Reward your dog or puppy quickly
In dog training, an event mark is always followed by some kind of reward. When an exercise asks you to ‘reward’ your dog, you should provide the dog with reinforcement for his behaviour.
This could be a food reward, a toy, or access to a desirable location such as release from a crate, or being let out into the garden.
If your dog loves to be petted, it could also be praise or attention.
What matters is that you provide an experience that is valuable to the dog.
Timing in dog training
Timing in dog training is important. ‘Mark’ and ‘Reward’ come as a pair.
Just as in clicker training, the mark (which could be a click) must be followed by the reward (which could be a treat). Immediately if possible.
Because regular training in this way builds up a powerful association for the puppy, between your marker and pleasure, it is acceptable to leave a small gap (no more than a few seconds) between the mark and the reward.
In fact, this is one of the great benefits of clicker training.

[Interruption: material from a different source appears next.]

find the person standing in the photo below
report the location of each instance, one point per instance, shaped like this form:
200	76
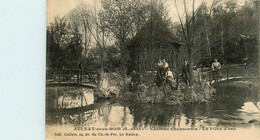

Once the association is well established, the marker provides the equivalent level of pleasure to the dog, that the reward itself provides and enables us to reinforce behaviours even when we cannot reach the dog at the opportune moment.
So long as the reward is not delayed for too long, this useful bridging effect allows the marker to extend the gap between behaviour and reinforcement on a regular basis.
It is also possible on occasion to omit the reward entirely.
Like most rules, the rule that says the mark must always be followed by a reward can be broken from time to time if absolutely necessary.
However, this is a decision for a skilled trainer to make.
If you are new to training with positive reinforcement, and especially with puppies, I suggest you always follow your event marker with a reward, and strive to keep the gap between mark and reward to a minimum.